いけー(たくさん)

 奈津崎弁の「いけー」は「たくさん」という意味で使われているが、これは語源不詳ということにしてある。

 そもそも全く架空の方言であるという設定なので、別にランダムに発音を決めて作ってしまっても構わない。だが、それだと出来上がった単語の発音がどうも私としては「しっくりこない」場合がある。

 そういうわけで、現実にある方言の発音を参考に、「ありそうでない発音」の単語をでっち上げるわけだ。


 「いけー」は二つの語源の異なる語の中間点を割り出す形で作られている。

 一つは関西方言などで広く見られる「ようけ(余計)」である。もともとの意味は字の通り「余計よけい」であるので、「いけー」というふうに発音が変化してもそこまでおかしくはない。

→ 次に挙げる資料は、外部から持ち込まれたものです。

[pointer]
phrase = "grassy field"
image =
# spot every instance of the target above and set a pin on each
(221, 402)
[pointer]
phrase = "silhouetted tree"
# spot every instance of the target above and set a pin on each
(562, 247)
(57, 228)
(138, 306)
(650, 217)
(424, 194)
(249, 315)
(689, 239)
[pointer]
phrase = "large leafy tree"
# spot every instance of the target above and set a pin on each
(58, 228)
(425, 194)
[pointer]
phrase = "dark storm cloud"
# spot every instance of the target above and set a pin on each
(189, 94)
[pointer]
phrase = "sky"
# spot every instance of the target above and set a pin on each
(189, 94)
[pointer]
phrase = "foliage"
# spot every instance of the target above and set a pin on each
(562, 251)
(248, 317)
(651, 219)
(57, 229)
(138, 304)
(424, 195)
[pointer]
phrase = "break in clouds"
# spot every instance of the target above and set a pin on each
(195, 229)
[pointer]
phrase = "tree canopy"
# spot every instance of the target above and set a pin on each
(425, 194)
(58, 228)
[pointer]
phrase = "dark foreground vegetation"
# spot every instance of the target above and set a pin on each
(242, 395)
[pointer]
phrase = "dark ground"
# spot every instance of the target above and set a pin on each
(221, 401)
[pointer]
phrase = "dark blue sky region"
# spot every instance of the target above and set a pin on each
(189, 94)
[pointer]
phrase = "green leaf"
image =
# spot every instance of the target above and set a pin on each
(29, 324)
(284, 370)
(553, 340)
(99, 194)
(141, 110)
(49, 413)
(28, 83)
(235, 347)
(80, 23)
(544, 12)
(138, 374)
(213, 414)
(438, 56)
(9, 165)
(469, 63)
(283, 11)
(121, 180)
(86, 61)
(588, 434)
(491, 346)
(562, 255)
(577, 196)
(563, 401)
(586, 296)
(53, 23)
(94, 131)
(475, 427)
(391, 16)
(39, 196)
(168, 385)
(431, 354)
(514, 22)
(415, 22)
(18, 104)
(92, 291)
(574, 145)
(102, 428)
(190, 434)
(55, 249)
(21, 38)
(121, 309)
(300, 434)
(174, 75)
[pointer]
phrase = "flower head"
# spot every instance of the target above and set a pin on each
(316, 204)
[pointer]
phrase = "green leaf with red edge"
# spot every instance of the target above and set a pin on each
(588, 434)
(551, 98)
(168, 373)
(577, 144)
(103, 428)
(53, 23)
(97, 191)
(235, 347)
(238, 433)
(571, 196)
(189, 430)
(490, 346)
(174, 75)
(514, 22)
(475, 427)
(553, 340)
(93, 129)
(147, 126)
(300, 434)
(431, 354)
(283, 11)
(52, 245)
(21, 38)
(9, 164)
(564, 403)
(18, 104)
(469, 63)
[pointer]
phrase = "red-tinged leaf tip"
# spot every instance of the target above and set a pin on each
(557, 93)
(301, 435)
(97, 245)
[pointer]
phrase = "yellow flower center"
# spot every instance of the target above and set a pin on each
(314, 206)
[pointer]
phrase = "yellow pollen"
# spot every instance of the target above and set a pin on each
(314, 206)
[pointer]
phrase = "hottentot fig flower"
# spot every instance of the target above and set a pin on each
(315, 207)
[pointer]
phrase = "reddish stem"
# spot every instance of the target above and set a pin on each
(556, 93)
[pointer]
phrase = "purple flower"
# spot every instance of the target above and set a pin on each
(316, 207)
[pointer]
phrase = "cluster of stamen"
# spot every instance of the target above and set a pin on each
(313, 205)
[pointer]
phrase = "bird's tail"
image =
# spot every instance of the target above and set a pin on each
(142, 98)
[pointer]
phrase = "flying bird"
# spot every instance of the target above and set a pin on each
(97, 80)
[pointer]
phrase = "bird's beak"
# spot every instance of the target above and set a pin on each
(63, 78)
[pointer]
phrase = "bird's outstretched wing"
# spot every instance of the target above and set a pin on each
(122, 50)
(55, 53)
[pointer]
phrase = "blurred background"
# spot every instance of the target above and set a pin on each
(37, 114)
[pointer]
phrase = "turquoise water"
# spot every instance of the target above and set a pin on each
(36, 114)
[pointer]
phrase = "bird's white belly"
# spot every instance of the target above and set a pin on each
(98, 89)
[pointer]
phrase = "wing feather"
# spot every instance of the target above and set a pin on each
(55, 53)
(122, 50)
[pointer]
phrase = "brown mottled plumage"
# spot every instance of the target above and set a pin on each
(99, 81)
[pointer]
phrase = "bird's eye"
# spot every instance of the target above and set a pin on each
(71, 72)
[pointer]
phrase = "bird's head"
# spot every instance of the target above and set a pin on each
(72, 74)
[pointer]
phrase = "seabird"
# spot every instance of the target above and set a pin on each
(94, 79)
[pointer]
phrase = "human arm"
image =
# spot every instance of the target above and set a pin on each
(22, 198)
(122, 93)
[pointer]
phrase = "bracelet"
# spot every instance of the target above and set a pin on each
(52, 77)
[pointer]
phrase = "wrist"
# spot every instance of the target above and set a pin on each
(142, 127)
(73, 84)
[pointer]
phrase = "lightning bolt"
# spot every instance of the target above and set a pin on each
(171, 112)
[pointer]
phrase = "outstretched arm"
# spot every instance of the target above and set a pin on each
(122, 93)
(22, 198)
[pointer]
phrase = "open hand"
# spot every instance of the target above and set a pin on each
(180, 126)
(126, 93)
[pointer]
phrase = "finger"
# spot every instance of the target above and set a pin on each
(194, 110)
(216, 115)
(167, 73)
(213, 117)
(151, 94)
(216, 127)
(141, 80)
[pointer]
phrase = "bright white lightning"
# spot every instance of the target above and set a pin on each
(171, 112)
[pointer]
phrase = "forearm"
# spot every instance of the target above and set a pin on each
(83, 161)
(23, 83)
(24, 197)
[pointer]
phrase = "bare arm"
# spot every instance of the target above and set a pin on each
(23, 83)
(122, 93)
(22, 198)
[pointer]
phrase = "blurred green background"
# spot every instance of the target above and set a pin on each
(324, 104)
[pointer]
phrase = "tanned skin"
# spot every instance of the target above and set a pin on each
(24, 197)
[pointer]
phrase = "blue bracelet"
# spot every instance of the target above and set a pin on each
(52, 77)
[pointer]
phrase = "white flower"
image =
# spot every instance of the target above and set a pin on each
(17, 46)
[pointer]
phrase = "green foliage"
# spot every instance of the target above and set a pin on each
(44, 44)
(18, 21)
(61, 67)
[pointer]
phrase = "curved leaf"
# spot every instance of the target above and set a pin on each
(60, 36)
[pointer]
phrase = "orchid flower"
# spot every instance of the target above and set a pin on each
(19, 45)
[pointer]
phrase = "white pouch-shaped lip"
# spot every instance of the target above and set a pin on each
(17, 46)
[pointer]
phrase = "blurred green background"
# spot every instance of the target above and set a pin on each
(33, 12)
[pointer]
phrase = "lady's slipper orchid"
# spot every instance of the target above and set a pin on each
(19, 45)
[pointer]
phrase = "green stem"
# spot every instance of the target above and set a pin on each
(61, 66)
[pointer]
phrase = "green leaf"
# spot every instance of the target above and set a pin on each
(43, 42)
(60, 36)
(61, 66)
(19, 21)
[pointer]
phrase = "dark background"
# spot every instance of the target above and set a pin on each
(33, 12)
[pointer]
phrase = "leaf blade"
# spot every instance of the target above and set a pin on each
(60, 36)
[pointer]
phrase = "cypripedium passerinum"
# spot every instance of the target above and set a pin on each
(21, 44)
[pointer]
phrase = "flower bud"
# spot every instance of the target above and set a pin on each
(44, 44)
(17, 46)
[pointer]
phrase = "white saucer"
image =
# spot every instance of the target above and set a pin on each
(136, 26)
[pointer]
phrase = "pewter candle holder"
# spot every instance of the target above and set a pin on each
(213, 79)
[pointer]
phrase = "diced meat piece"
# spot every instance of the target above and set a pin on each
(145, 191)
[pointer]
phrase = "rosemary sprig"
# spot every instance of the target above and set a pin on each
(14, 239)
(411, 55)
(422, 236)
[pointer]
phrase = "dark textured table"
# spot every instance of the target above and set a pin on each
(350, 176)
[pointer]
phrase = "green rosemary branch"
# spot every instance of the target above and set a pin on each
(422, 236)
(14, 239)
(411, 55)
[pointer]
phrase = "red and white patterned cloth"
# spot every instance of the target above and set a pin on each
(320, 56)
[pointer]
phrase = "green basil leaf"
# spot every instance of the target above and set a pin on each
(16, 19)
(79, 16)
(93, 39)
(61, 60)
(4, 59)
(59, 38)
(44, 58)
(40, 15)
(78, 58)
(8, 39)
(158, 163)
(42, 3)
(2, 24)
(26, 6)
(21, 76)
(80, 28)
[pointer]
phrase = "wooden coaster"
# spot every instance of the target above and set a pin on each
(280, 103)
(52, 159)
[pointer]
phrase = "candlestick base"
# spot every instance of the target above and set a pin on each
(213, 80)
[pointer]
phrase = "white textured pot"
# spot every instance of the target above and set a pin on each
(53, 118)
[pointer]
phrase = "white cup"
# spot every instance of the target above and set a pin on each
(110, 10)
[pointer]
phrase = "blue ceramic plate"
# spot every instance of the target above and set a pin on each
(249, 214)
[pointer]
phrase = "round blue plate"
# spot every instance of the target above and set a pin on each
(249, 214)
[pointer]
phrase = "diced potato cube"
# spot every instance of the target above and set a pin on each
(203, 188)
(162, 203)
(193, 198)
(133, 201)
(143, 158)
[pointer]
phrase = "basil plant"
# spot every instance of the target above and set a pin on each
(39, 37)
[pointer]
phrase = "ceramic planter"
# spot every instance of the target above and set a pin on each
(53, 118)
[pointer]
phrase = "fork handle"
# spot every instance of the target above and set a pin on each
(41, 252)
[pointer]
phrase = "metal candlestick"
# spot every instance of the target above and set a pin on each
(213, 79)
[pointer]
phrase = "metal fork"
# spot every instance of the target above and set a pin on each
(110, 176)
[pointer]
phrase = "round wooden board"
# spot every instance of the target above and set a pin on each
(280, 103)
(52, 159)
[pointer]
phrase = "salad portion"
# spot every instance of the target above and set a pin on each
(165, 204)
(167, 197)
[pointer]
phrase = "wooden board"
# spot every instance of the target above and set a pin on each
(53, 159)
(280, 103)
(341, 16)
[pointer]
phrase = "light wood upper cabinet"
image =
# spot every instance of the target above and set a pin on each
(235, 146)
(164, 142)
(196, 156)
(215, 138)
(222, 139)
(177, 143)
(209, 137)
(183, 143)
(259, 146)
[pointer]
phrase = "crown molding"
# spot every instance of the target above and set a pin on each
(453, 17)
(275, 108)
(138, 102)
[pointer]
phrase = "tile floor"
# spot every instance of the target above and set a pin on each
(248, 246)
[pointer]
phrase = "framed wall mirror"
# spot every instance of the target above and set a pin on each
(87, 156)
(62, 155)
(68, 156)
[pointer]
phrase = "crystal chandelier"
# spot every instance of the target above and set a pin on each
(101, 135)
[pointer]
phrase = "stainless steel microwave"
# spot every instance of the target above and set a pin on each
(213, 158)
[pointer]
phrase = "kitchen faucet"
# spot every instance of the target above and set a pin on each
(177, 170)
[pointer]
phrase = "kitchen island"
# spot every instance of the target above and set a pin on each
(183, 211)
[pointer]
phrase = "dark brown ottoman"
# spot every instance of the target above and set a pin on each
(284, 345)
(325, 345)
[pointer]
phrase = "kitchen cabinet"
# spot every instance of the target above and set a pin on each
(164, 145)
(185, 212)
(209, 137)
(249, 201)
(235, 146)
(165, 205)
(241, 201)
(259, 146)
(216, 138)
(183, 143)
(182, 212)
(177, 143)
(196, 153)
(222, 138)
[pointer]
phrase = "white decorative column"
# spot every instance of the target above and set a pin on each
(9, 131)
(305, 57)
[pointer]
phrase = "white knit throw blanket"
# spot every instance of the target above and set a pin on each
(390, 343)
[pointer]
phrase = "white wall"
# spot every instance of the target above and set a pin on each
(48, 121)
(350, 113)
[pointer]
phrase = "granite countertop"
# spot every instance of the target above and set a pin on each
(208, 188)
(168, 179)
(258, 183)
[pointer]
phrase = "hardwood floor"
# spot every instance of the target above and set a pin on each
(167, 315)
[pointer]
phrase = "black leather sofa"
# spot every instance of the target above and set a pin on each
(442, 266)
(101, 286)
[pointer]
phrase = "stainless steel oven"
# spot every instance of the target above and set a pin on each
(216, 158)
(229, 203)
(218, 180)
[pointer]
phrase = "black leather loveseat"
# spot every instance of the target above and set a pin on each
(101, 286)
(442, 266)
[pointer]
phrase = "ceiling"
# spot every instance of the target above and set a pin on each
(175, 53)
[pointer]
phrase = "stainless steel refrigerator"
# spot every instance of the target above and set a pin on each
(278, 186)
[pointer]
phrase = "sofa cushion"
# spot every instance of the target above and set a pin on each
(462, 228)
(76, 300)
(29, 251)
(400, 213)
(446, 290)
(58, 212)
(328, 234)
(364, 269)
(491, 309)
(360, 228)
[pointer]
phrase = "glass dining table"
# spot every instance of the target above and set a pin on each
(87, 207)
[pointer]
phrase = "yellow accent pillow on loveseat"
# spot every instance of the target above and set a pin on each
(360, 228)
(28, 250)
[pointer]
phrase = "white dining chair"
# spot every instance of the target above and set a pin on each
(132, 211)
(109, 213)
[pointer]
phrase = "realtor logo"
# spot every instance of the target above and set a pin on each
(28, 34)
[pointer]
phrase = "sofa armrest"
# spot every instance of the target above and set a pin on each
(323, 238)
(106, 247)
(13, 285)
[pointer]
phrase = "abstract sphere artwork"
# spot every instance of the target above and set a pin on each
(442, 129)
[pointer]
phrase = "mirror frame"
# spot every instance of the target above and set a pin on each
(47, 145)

 そしてもう一つは静岡県などで使われる「いかい(大きい)」。こちらも「アイ」が連母音融合を起こして「エー」になることは十分に考えられ、「いけー」になりうる。

 という感じで、どちらが語源か分からないし、明確にする必要もない。

 現実の方言もそうだが、我々は特定の語の歴史を辿ろうとしたとき、現代語の発音(それか記録が残っている限りで遡れる範囲まで)しか情報を与えられていないので、それが本当にそういう語源なのか、というのは結局分からないことも多い。

 

 そういう視点で見ると、こうした手法で単語を生成するのはある意味「リアル」とも言える。